- Directed by: Ron Rice
- Music by: Angus MacLise
- Release date: 1963;
- Running time: 26 minutes
- Country: United States

= Chumlum =

Chumlum is a 1963 American experimental short film directed by Ron Rice.

==Description==

Chumlum uses superimpositions dense with visual elements such as people and fabrics.

Chumlum is largely non-narrative, with no dialogue or clear succession of events. It begins with the exterior of a building before moving to a loft inside, where Jack Smith is swinging. Many more people, dressed in elaborate costumes with ambiguous gender presentation, join. They lie in hammocks, smoke opium, caress each other, and dance. Smith appears as a wizard who has cast a spell to entrance and pacify them. The setting shifts to a forest and finally a beach.

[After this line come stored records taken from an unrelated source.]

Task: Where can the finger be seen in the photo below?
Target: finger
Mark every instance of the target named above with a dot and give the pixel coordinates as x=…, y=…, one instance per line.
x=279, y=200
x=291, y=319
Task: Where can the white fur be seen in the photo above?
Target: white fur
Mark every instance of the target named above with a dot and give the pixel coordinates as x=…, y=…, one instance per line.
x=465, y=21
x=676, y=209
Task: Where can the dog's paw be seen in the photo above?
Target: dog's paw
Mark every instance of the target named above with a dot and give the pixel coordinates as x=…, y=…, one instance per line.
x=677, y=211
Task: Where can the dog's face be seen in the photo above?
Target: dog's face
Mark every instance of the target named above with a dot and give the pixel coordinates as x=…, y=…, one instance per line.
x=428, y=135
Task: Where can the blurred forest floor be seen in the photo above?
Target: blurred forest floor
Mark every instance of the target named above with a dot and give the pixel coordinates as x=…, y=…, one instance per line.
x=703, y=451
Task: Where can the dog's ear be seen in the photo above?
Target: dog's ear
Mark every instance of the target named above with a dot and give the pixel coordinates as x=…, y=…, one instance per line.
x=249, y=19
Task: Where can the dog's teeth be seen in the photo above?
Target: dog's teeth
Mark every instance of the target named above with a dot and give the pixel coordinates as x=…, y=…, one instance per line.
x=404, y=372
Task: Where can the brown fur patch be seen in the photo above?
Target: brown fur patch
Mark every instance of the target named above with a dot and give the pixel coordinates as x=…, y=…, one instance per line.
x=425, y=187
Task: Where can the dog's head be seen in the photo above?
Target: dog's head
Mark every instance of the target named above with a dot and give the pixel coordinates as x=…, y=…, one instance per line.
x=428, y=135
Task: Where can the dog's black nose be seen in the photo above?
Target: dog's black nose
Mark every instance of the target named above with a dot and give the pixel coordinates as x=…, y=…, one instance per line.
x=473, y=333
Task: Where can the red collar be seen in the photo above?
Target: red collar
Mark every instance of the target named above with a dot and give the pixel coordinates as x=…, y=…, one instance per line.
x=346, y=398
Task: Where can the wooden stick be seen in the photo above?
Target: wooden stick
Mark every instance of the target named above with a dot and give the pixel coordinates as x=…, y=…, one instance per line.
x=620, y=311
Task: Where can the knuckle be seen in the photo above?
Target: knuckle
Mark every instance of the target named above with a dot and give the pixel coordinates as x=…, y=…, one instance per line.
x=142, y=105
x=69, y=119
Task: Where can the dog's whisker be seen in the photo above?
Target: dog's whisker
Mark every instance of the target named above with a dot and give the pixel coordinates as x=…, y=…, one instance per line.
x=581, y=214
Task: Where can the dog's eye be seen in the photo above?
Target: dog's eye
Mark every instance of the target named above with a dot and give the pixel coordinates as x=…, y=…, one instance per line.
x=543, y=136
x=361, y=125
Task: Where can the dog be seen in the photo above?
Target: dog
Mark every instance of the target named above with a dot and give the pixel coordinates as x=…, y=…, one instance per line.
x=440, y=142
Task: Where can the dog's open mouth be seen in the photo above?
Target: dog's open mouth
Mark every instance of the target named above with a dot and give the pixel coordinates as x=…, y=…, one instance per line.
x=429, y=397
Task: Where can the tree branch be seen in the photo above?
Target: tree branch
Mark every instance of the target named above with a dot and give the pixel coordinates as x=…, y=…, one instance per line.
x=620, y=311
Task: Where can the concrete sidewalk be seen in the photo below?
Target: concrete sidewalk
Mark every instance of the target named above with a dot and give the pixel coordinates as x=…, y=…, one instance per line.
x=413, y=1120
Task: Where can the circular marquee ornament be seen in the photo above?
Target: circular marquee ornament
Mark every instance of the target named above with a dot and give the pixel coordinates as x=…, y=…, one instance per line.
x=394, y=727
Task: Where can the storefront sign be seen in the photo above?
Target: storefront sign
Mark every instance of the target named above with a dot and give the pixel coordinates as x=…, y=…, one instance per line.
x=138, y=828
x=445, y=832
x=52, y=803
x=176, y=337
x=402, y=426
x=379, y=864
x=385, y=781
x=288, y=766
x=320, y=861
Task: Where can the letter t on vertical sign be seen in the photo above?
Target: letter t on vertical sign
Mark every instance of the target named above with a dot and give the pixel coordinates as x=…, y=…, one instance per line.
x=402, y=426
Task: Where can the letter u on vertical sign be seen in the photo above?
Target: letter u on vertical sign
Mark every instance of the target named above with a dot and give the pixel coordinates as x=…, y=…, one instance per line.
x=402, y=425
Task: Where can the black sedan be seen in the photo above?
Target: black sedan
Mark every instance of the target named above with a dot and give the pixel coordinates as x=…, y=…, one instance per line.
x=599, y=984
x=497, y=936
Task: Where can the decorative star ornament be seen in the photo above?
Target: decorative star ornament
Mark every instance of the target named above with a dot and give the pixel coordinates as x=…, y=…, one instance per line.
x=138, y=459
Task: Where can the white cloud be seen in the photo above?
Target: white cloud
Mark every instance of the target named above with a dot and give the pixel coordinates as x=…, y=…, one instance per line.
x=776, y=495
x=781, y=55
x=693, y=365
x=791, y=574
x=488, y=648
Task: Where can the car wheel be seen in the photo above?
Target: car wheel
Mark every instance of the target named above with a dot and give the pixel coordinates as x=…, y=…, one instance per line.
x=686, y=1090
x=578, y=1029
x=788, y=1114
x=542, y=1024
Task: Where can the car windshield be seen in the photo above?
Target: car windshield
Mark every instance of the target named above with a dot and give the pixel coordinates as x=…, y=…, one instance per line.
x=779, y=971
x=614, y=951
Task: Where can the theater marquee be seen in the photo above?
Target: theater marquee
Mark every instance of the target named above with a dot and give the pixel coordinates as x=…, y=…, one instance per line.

The film uses multiple superimpositions to create abstract patterns. Visual elements such as sheets, hammocks, dancers, limbs, pearls, waves, and birds are layered over each other. It contains exoticist visual references to ancient Rome, tropical Latin America, and Orientalism.

==Production==
During the production of Smith's Normal Love, Rice often accompanied the director to film shoots. After the day's shooting was complete, Smith and the cast members, still in their costumes from the film, sometimes congregated at Rice's loft on Canal Street. Chumlum was made during these visits. Actors in the film include Smith, Beverly Grant, Mario Montez, Gerard Malanga, and Barbara Rubin. One of its outdoor locations was a field of goldenrods that also serves as the setting for Smith's Yellow Sequence.

==Release==
The Gramercy Arts Theater screened Chumlum in December 1963 with two other films by Rice—The Queen of Sheba Meets the Atom Man and Senseless. The city's license department charged the venue with presenting an improperly licensed program. John Fles arranged the film's West Coast premiere, a double feature with the Flash Gordon serial Rocket Ship.

Anthology Film Archives preserved Chumlum with a 35 mm restoration which premiered in 2018. The film is part of their Essential Cinema Repertory collection. It was digitized for home media as part of the 2009 DVD box set Treasures IV: American Avant-Garde Film, 1947–1986.